PITTSFIELD — In Albion, dairy farmers trucked a portable generator from farm to farm throughout the recent long-term power outage. The driver, Albion farmer Peter Dorr, slept in the truck that brought the generator while farmers milked their cows. This traveling power center continued night after night, all night, for a week.
In Dexter, farmer Dale Robinson lost his barn and two calves, with one cow injured, according to fire officials, when the weight of the ice finally won Tuesday, and the metal barn roof collapsed.
Pittsfield dairyman Jim Richmond used up five generators trying to keep up with the milking demand until he finally ran out of options last week and his cows dried up, six weeks earlier than he had planned.
Despite early predictions from state officials that Maine’s 500 dairy farms were well-equipped to handle the recent ice storm, many farmers weren’t prepared for its intensity and the problems associated with running their farms without electricity for up to two weeks.
“The crisis is not over,” Shelly Falk, director of the Animal Welfare Division of the Maine Department of Agriculture, said Tuesday. “There are still a lot of people without power, and we are still providing generator assistance to many farmers.”
Falk said state agricultural officials may not know for months the full impact of the ice storm on Maine’s dairy industry. As of Tuesday, Falk knew of only three serious animal losses: a calf was lost, two cows slipped on ice and had to be destroyed, and four cows were lost in a roof collapse. She said she was not aware of the losses at Robinson’s farm in Dexter, though fire officials later detailed the loss.
By last Friday, Department of Agriculture staff had contacted nearly all of Maine’s dairy farms, checking for power outages and specific animal health problems.
“We basically asked them two questions: Do you have power? and Do you have any specific animal health issues?” Falk said. The majority of the farmers relayed they had power or sufficient backup.

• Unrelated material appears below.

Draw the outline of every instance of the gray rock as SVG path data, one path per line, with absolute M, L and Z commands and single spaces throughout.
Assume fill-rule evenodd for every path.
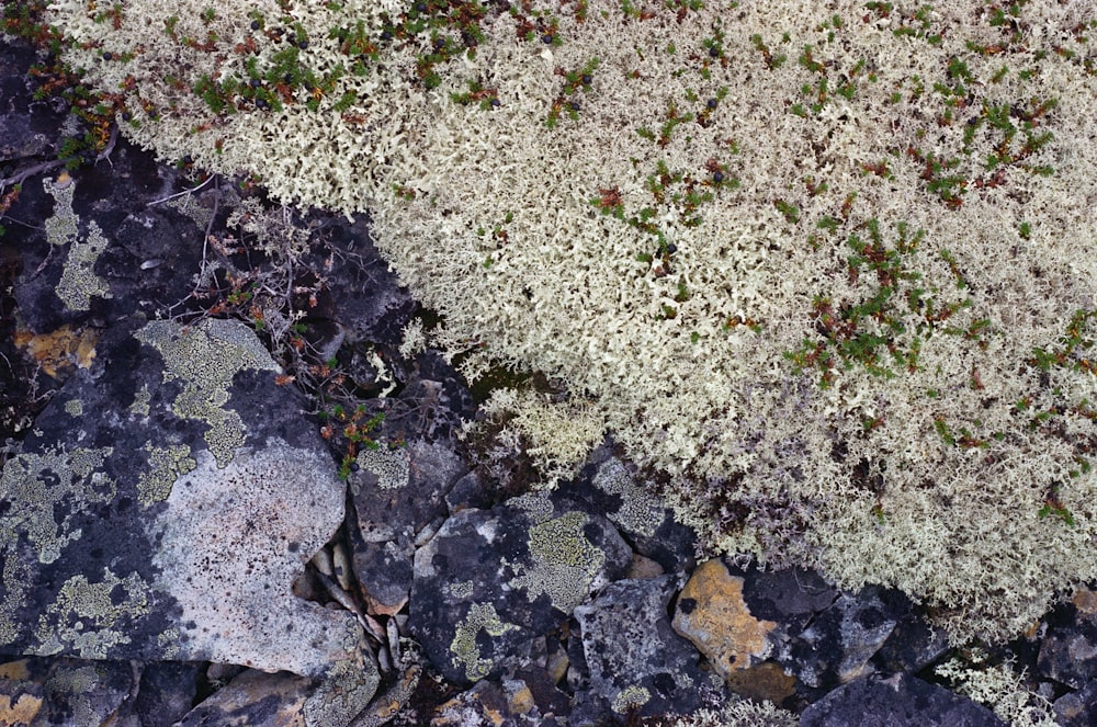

“We heard that some of them had been through two or three generators, but most said they were holding their own. Only about a half-dozen needed additional help from us, and we worked throughout the weekend providing additional generators,” said Falk.
Generators, however, can be pretty expensive — and unpredictable — to run. Walter Fletcher in Pittsfield ran a generator for four days, dumping 80 gallons of diesel fuel a day into it, at a price of $1.25 a gallon. That’s $100 a day — just to run the generator. Because the generator couldn’t handle milking, cooling the milk and pumping water all at once, chores had to be rotated and the days seemed endless, he said.
Then there were the four days that he spent cabling and strengthening the trusses in his barn. And the two days he spent shoveling ice and snow from the roof.
“But I still feel a lot luckier than some of the others. I’m counting my blessings,” Fletcher said Tuesday.
It appears that Maine reacted quickly and efficiently to serve its farmers while in some other New England states, farmers waited days for generators, days that cost them cows.
One dairy farmer in upstate Albany, N.Y., told The Associated Press that he lost seven cows because he waited three days for a generator.
Those cows died from mastitis, which remains the major concern of Maine farmers, according to Falk. Mastitis, an inflammation or infection of the cow’s udder, is painful and potentially deadly.
Even if cows recover from mastitis, they may never regain their full production level. Falk said the state Department of Agriculture was creating a two-page flier, “After the Storm,” for dairy farmers, to help them monitor the health of their herds. The flier will be mailed to all dairy farms this week.
“This is a disease that every farmer is aware of and dreads,” said Falk.
As cows dry up or fall and injure themselves, farmers are forced to truck them to slaughterhouses to be sold for meat.
“Everything’s getting backed up now,” said Fletcher. “I shipped seven cows last week and two more this week. My cattle dealer still has five of them.” Fletcher said his culled cows will end up as meat in either Canada or Pennsylvania.